Hyperlipidemia which includes issues such as elevated cholesterol is usually not an overarching concern of the FAA and generally, there are no particular values which are required for FAA acceptance. If, however, your private physician prescribes medication to manage your lipids this can be a factor which will affect medical certification. If your doctor has written a prescription for a medicine to improve your cholesterol values, this is almost always acceptable to the FAA provided there is clear documentation. In fact, many cardiovascular medications are acceptable to the FAA. One prominent exception is medication to control heart-related chest pain or “angina”. A list of approved medications can be found on the Accepted Medications List HERE. The medical condition which the medication has been prescribed for usually drives the FAA’s decision.
Abnormal EKG/ECG results are another common cause of FAA medical delays. Electrocardiogram (ECG/EKG) testing is not routinely performed by AME’s unless you have had at least 35 birthdays and require a Class One physical. If certain cardiac arrhythmias are discovered, the AME will likely defer the medical certification decision to the actual FAA in Oklahoma. Regular checkups from a private doctor may prevent this. If an issue surfaces, complete whatever testing your physician recommends along with his eloquently detailed letter outlining the results. This can spell the difference between being an FAA medical certificate being issued and being delayed by several months.
There are several conditions which require the actual FAA (not an AME) to make the FAA medical certification decision. Six of the 15 disqualifying conditions in the medical FAR’s relate to the heart:
(1) Angina Pectoris (chest pain)
(2) Coronary Heart Disease that requires treatment or is clinically significant
(3) Myocardial Infarction (heart attack)
(4) Cardiac Valve Replacement
(5) Permanent Cardiac Pacemaker
(6) Heart Replacement
Of these, only persistent chest pain is absolutely disqualifying. The FAA may certify the others under FAR 67.401, known as Special Issuance. Special Issuance is the “Mother-May-I” of medical certification. Pilots willing to undergo testing may be certified despite their inability to meet the FAA’s primary medical standards. The FAA’s decision is based on the quality of documentation provided and the severity of the condition.

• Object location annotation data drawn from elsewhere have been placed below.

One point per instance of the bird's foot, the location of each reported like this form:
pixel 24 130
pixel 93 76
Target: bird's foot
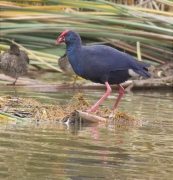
pixel 92 109
pixel 11 84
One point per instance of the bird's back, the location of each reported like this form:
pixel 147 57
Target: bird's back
pixel 100 63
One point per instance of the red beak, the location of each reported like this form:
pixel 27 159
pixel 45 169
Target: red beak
pixel 61 38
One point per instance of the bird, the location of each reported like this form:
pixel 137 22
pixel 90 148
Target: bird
pixel 101 64
pixel 14 62
pixel 65 66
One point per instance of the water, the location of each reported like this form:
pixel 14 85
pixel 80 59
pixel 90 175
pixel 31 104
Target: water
pixel 94 151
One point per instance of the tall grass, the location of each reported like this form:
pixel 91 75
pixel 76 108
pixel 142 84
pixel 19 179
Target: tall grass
pixel 35 24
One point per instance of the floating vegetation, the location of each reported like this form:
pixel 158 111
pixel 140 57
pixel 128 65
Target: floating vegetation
pixel 74 111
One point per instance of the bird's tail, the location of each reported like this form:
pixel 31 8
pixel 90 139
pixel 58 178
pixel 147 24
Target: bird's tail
pixel 143 70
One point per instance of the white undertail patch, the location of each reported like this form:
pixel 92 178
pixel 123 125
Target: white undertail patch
pixel 132 73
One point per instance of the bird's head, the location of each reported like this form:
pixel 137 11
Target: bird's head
pixel 68 36
pixel 14 49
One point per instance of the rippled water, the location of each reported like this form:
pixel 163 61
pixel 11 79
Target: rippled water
pixel 52 151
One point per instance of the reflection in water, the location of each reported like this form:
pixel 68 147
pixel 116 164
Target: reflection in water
pixel 93 151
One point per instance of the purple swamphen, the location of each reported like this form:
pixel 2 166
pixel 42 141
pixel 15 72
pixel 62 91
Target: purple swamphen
pixel 65 66
pixel 101 64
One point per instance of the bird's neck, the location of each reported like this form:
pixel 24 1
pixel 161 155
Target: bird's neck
pixel 71 46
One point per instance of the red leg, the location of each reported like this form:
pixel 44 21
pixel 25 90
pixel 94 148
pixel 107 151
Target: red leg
pixel 121 92
pixel 108 91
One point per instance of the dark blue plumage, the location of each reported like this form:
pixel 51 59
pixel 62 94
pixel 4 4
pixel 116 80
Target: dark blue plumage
pixel 101 64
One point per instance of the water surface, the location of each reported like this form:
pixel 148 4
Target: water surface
pixel 92 151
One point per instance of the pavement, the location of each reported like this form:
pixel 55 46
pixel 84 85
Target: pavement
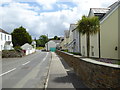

For favorable FAA consideration, a comprehensive cardiovascular evaluation should be performed. This should include pertinent case-specific testing. Again, an eloquent letter from the managing physician outlining the pilot’s complete history and status is essential. This “narrative” letter should read like a story-book and should include medical, family and social history. Obviously, it is advantageous if the narrative letter has a favorable tone with closing remarks such as: “I believe this pilot is at low risk for an incapacitating event” and/ or “may pilot an aircraft safely and without endangering public safety.” Nevertheless, don’t expect the FAA to take your physician’s word for it. Diagnostic-quality copies of all testing results must support his opinion and these results must be congruent with the FAA’s policies.